PR# 13690 Multiple unchecked memory allocations in run-time
Problem Report Summary
Submitter: prestoat2000
Category: Runtime
Priority: Medium
Date: 2007/11/29
Class: Bug
Severity: Serious
Number: 13690
Release: 6.1.71281
Confidential: No
Status: Open
Responsible:
Environment: Mozilla/5.0 (X11; U; SunOS sun4u; en-US; rv:1.8.0.7) Gecko/20060915 Firefox/1.5.0.7
Solaris 9 on SPARC
Synopsis: Multiple unchecked memory allocations in run-time
Description
There are many occurrences in the run-time of what appear to be calls to malloc or a related routine, where the result is not checked for nullness. This could result in reading from or writing to a null pointer instead of reporting an "out of memory" error. Please check the attached list (some of which are definitely bugs) and fix any that are not dead code. In some cases I wasn't sure if the lack of a check was OK, so there might be some "bugs" in my list. I also included a few unchecked calls to fopen as a bonus. Note that strdup and putenv allocate memory, so they must also be checked for failure.
To Reproduce
Problem Report Interactions
Here are a few more unchecked memory allocations. I think the first one is definitely a bug. The others are all calls to of the form xxx = eif_realloc (xxx, SOME_SIZE); If `xxx' was not NULL before the call and `eif_realloc' returns NULL, we have a memory leak.
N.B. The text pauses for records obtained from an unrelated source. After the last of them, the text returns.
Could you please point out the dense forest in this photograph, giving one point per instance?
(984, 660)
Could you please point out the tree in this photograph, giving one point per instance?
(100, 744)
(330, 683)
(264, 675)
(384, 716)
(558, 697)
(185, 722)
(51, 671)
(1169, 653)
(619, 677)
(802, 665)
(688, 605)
If you're going to use `eif_realloc' for this sort of thing, it seems to me that a better pattern (used elsewhere in other runtime code) is my_local = eif_realloc(xxx, SOME_SIZE); if (!my_local) { enomem(); } xxx = my_local; If `xxx' was already guaranteed to be NULL before the call, you should use `eif_malloc' instead to avoid confusion.